The global economic crisis has slashed demand for Ukraine’s steel and chemical exports, and investors have also been spooked by politicians’ resistance to meeting the terms of the IMF deal. Two international rating agencies have downgraded the ex-Soviet state’s debt.

“Next week, state institutions and political parties will produce agreed positions on unresolved issues and turn them over to the IMF office in Washington,” the president wrote.

“Laws deemed necessary by the latest IMF mission will be presented to parliament. This will enable us to significantly reduce the 2009 state budget deficit. Through these steps, Ukraine will show it is ready to resume dialogue with the IMF.”

Yushchenko dispatched the letters after a day of talks with his main rival, Prime Minister Yulia Tymoshenko, the speaker of parliament and a senior opposition leader.

At the close of the talks, the president urged politicians to end quarrels as Ukraine gears up for a presidential election early next year.

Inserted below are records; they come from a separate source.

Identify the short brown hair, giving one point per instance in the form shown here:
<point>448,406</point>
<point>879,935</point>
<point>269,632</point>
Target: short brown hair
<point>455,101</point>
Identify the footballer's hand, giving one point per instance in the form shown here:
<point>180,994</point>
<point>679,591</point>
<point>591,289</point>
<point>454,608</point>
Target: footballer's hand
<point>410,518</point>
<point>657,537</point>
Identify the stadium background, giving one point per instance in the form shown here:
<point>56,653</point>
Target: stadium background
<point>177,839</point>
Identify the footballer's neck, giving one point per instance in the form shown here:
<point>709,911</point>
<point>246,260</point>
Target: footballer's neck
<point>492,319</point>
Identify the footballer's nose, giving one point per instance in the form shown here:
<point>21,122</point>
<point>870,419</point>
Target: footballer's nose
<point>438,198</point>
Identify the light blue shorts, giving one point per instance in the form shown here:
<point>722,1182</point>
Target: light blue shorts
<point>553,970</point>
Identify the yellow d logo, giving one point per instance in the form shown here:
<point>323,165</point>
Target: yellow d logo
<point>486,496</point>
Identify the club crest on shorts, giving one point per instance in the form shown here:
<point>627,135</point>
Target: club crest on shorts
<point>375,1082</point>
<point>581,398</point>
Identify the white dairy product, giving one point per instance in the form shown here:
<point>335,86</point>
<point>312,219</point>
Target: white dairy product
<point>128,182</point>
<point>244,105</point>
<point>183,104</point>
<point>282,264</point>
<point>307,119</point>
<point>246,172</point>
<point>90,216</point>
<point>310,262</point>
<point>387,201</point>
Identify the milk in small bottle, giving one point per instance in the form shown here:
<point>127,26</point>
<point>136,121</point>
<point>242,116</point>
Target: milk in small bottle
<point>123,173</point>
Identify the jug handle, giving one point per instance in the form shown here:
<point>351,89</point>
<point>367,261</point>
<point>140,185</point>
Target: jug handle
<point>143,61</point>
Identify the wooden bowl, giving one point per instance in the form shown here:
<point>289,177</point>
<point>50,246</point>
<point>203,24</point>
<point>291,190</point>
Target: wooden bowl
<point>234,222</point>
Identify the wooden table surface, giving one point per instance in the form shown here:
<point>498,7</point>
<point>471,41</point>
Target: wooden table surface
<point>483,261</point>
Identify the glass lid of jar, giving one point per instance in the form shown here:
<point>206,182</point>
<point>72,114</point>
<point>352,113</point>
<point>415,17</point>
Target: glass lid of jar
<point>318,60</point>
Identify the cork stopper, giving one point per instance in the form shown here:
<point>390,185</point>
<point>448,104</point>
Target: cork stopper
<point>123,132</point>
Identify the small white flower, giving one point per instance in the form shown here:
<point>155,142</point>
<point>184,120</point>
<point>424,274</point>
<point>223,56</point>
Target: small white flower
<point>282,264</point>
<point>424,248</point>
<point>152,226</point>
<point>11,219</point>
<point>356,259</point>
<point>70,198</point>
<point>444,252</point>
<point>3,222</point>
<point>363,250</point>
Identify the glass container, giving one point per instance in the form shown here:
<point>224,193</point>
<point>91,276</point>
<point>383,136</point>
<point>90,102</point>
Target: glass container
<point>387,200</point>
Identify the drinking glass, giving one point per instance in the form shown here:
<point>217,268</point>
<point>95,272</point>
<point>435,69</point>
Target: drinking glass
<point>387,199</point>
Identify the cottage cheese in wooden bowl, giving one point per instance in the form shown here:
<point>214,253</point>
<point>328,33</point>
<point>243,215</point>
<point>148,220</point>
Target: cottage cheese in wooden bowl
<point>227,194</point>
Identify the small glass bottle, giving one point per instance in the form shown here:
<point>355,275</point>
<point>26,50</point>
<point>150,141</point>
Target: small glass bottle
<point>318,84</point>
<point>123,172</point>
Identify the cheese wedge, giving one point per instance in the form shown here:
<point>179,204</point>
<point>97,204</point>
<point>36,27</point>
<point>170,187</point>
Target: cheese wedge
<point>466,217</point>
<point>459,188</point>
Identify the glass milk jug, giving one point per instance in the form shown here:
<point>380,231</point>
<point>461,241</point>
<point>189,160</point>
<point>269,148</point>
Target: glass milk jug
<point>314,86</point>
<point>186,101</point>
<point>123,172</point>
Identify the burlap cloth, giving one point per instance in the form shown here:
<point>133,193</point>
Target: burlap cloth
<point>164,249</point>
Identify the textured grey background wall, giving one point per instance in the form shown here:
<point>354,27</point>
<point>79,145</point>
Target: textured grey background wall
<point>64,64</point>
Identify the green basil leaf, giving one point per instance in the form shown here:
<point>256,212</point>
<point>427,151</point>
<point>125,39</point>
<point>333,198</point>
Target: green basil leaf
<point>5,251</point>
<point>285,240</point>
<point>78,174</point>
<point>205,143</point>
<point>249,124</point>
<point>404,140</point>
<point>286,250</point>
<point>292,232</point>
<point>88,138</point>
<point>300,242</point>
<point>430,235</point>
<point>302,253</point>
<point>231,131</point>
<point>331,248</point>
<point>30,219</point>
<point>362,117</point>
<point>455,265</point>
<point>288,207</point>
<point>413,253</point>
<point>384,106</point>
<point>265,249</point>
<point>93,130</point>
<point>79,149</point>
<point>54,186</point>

Yushchenko and Tymoshenko, allies in the 2004 ”Orange Revolution” that swept pro-Western leaders to power, now disagree on nearly all issues.

Leaders agreed to produce documents on cooperation with international financial institutions on Monday.

“What a difference a credit rating downgrade makes,” said Tim Ash at RBS in London.

While the latest downgrade was “very harsh on Ukraine ... it does appear to have sparked the first signs of reconciliation and policy action in Kiev,” Ash said. “Perhaps Ukrainian politicians are getting the message.”

The influential weekly Zerkalo Nedeli said Friday’s talks also produced agreement between the president and prime minister to leave in place central bank chairman Volodymyr Stelmakh.

Tymoshenko has demanded the president dismiss the central bank chief over a decline in the hryvnia currency which, at one point late last year, fell to 50 percent of its former value.

The IMF mission chief to Ukraine, Ceyla Pazarbasioglu, told reporters in Washington on Friday that the Fund was willing to consider different options for the budget deficit.

A balanced budget or a gap of no more than 1.0 percent of gross domestic product was no longer feasible, she said, but Ukraine had to secure further financing. The budget now provides for a deficit of about 3 percent of GDP.

Pazarbasioglu expected a Fund mission to return to Kiev next week and said the IMF could further downgrade its GDP growth forecast for Ukraine to a deeper contraction beyond 6.0 percent for 2009. Tymoshenko’s government has a forecast for 0.4 percent growth, denounced by the president as excessively optimistic.